EDMONDS — Workers didn’t follow safety rules at an Edmonds-area water treatment plant before a 1,000-gallon propane tank exploded there in February.
It caused more than $1 million in damage.
The state found a subcontractor at fault in the accident. The investigation found no violations by the site’s general contractor, Kennewick-based Apollo Inc.
On Aug. 21, the state levied $40,400 in fines for three violations by Ferrellgas, a national propane supply company, according to the L&I report obtained by The Herald.
Investigators found that a Ferrellgas manager reportedly gave unsafe orders while an employee was using a crane to move the propane tank.
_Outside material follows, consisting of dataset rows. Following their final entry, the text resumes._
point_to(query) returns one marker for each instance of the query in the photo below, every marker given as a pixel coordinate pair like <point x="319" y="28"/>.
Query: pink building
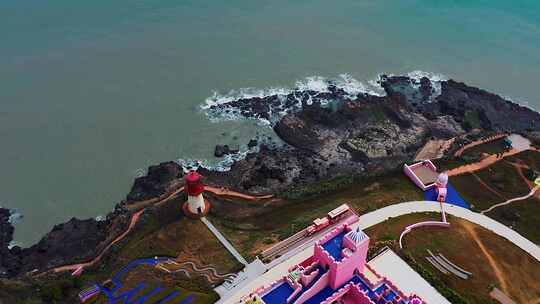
<point x="334" y="274"/>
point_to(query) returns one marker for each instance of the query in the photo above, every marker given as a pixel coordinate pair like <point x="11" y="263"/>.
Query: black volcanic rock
<point x="9" y="260"/>
<point x="356" y="134"/>
<point x="159" y="180"/>
<point x="253" y="143"/>
<point x="221" y="150"/>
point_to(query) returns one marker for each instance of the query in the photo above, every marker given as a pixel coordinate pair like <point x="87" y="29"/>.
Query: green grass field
<point x="520" y="271"/>
<point x="253" y="234"/>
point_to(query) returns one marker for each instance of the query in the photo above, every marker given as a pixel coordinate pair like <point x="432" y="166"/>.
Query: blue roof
<point x="333" y="246"/>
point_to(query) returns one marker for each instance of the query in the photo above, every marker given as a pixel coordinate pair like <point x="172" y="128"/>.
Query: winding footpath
<point x="140" y="207"/>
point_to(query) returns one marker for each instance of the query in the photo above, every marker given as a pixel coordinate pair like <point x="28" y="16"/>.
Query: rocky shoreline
<point x="360" y="134"/>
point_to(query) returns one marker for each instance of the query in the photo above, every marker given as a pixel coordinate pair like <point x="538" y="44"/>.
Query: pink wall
<point x="318" y="286"/>
<point x="421" y="224"/>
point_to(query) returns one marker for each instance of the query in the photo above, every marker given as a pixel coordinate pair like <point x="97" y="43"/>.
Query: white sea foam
<point x="226" y="162"/>
<point x="15" y="218"/>
<point x="313" y="86"/>
<point x="434" y="78"/>
<point x="13" y="244"/>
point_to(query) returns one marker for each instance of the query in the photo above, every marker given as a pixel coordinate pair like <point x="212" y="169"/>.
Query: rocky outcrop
<point x="355" y="134"/>
<point x="70" y="242"/>
<point x="9" y="259"/>
<point x="159" y="180"/>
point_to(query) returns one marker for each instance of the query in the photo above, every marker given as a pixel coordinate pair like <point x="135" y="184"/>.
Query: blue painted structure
<point x="452" y="196"/>
<point x="333" y="246"/>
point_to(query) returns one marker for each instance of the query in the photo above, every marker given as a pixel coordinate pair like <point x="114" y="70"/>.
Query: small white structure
<point x="196" y="206"/>
<point x="423" y="174"/>
<point x="440" y="184"/>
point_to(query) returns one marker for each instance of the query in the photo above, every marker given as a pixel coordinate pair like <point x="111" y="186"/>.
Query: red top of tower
<point x="194" y="184"/>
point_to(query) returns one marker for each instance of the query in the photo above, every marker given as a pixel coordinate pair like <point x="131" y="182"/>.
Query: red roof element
<point x="193" y="183"/>
<point x="192" y="177"/>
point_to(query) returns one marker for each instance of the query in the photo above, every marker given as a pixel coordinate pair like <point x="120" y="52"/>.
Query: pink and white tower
<point x="440" y="185"/>
<point x="196" y="205"/>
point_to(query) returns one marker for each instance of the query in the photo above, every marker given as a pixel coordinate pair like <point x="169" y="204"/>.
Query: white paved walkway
<point x="224" y="241"/>
<point x="380" y="215"/>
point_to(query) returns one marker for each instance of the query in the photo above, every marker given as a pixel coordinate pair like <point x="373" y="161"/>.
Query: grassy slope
<point x="253" y="234"/>
<point x="521" y="271"/>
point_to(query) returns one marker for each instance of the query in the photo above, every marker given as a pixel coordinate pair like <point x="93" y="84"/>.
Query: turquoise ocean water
<point x="91" y="92"/>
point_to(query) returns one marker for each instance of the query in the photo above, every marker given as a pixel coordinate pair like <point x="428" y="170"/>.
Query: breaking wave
<point x="227" y="161"/>
<point x="267" y="106"/>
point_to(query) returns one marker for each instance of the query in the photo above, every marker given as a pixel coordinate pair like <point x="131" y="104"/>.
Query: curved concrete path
<point x="378" y="216"/>
<point x="531" y="193"/>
Ferrellgas plans to appeal the findings, spokesman Scott Brockelmeyer said Tuesday from company headquarters in Kansas.
“We’ve reviewed it, and we disagreed with some of the conclusions they came to,” he said.
At the time of the explosion, the 1,000-gallon tank contained 300 gallons of propane.
The load shifted as it was being moved, shearing off a valve and exposing the propane.
Large, partially filled propane containers are considered “dangerously unstable” due to the weight of the liquid sloshing around inside, L&I investigators wrote. That understanding is written into state and federal laws and fire-safety codes.
Moving big, partially filled propane containers with a crane or bucket truck is considered “extremely dangerous and should be avoided if at all possible,” the report says.
There are commonly known ways to limit the danger of such operations, but none were employed at the plant, L&I said.
The company’s accident prevention program also didn’t include required training for that kind of task.
The violation led to a $36,000 penalty.
L&I also found two lesser violations that still were considered serious.
According to the report, Ferrellgas employees did not use rope to secure the tank while it was suspended by the crane. That’s required by law to keep a load from moving and hitting people or property. The fine for that offense was $3,600.
L&I also determined that the crane operator didn’t properly deploy its stabilizing equipment. The resulting imbalance could have tipped the crane over and caused the driver serious injuries or even death, investigators said.
The fine for that infraction was $800.
Efforts to double sewage treatment capacity at the plant has been under way since 2008. The project is expected to be finished this fall.